Lawler flew transport and paratroopers throughout the European Theater and received the Air Medal with two oak leaf clusters for outstanding service in World War II. While in Great Britain, Murray met Margaret. She and her girlfriends from Nottingham were invited to a dance at the nearby American base, and it was there she met her future husband.
On D-Day, Lawler flew near St. Mere Eglise and dropped 18 paratroopers behind Nazi lines. “I wouldn’t want to do it again, but I don’t regret that I was there,” Lawler told the Emmons County Record in a 1994 interview.
According to Murray’s family, The Duchess of Dakota came into being around September, 1944 and was named in reference to Margaret. She told the American who was enchanted by English royalty that she was just “a plain miss.” Margaret recalls that Murray said, “If you can’t be the Duchess of Nottingham, you’ll have to be the Duchess of Dakota.”
The couple became engaged in October 1944, but had to postpone the wedding three times while they waited for permission from Washington, D.C. After the war, Lawler returned to Linton, and when all the soldiers had safely arrived home, his wife followed him. She was the first war bride to arrive in North Dakota, and she was welcomed by a crowd of people and a reporter who took her photograph and interviewed her at Bismarck’s train station.
Interestingly, an aircraft piloted by Murray in WWII was named SNAFU Special.

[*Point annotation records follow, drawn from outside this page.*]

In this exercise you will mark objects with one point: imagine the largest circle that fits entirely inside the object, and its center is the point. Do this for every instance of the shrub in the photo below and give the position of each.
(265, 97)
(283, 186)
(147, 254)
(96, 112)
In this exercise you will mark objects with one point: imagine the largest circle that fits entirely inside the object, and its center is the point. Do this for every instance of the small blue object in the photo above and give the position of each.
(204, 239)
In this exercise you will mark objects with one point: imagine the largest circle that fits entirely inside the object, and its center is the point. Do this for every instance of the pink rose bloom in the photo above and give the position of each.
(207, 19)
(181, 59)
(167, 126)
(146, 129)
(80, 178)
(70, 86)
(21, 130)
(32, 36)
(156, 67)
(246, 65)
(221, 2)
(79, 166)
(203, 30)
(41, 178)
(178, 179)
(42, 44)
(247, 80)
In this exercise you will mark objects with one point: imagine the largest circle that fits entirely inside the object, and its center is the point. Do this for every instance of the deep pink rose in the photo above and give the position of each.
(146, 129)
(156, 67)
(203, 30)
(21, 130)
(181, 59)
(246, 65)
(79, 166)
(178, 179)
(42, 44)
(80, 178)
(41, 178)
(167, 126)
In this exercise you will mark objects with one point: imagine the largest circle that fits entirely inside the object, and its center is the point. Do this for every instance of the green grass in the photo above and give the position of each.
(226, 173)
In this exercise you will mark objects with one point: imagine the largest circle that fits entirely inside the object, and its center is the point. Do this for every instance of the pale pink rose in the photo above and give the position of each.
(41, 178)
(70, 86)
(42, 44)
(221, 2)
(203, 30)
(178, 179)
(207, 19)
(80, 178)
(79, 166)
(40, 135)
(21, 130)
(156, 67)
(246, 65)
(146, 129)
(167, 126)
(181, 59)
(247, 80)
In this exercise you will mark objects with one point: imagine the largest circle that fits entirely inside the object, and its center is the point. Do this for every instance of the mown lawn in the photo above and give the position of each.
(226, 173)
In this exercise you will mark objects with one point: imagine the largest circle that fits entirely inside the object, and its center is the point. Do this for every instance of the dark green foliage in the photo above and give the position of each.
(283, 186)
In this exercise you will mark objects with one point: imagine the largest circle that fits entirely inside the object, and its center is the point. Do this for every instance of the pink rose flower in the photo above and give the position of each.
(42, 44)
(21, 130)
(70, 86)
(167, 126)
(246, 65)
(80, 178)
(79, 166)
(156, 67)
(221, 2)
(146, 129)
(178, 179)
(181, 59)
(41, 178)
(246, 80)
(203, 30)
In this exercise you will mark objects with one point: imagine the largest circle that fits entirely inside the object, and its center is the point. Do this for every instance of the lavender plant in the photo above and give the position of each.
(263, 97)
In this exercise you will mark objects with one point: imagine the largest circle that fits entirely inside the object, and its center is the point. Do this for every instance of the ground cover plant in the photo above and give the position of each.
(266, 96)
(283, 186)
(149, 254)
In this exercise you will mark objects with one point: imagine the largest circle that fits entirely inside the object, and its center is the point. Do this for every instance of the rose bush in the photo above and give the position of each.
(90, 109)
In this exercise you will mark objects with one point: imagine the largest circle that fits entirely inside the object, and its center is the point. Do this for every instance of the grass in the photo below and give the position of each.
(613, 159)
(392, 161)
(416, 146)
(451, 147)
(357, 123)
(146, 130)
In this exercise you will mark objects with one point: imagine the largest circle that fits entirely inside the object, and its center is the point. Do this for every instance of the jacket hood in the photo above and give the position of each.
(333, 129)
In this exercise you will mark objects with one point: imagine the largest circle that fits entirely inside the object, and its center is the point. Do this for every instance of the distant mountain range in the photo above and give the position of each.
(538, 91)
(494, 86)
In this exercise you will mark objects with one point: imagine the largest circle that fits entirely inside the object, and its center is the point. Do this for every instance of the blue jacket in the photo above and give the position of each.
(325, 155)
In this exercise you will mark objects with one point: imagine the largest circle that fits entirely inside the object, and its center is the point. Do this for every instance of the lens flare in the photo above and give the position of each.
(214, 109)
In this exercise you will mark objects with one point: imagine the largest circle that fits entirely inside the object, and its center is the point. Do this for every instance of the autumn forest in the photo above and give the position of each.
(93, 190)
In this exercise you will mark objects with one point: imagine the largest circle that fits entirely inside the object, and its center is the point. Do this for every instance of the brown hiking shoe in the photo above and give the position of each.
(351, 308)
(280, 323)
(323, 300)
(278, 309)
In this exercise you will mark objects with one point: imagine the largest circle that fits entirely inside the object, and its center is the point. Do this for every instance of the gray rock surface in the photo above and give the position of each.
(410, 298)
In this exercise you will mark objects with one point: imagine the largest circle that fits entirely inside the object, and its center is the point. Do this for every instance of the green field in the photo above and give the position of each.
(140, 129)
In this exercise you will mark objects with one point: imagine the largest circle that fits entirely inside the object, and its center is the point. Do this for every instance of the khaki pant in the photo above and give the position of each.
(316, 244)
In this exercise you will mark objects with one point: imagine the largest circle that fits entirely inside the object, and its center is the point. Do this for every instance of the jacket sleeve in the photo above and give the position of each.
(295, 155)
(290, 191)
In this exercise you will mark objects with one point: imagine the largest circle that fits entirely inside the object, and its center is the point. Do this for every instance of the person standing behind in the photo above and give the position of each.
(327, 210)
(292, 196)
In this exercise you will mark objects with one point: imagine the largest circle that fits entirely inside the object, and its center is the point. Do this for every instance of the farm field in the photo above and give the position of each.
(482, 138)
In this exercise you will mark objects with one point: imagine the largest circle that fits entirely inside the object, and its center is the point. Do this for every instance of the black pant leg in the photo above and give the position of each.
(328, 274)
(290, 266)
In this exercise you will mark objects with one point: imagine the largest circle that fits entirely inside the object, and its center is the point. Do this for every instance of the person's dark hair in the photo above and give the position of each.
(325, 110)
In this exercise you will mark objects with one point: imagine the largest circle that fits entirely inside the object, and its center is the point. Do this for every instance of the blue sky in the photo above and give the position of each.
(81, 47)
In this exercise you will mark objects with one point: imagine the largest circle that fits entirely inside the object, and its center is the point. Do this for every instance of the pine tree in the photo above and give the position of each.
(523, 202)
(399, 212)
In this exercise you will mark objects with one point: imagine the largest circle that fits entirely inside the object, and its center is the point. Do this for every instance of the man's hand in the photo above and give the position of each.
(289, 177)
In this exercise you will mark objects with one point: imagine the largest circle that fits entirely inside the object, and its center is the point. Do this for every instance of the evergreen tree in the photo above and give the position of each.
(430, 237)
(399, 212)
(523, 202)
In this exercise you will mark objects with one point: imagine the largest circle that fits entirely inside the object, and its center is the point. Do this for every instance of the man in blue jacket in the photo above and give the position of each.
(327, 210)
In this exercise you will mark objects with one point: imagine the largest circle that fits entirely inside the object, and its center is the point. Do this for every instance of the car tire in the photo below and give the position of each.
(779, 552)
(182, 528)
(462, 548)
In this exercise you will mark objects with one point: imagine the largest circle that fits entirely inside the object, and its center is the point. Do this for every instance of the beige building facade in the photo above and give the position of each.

This aircraft was sold to a Czechoslovakian airline, then to the French Air Force, then to the Yugoslavian military. The history of the aircraft was lost in the transfers to different entities, and after its last flight in 1994, the SNAFU Special sat next to an airstrip in Bosnia until a United Nations peacekeeper noticed it and remembered Merville Battery Museum’s search for a C-47 plane for display at the museum in Normandy, France.
While dissembling the plane in Bosnia, someone discovered a crew roster from World War II, Murray Lawler was on the roster. In correspondence with the pilots and their families, Marageret was located and confirmed that it was indeed her husband in the picture.
Museum Administrator Beatrice Guillaume expressed her gratitude to the troops who liberated France. “We never forget what the American young men did for us,” told Margaret.
The plane reached France at the end of November. It has been reassembled and was unveiled today at the Merville Battery Museum in the presence of a few of the World War II pilots and their families. It was unveiled in the same colors it bore on June 6, 1944.
Murray past away at 85 on July 23, 2006, and is buried in the North Dakota Veterans Cemetery. Although she lost her lifelong love, through the reemergence and discovery of these two planes Margaret has found another reason to brag about her husband’s determination and integrity.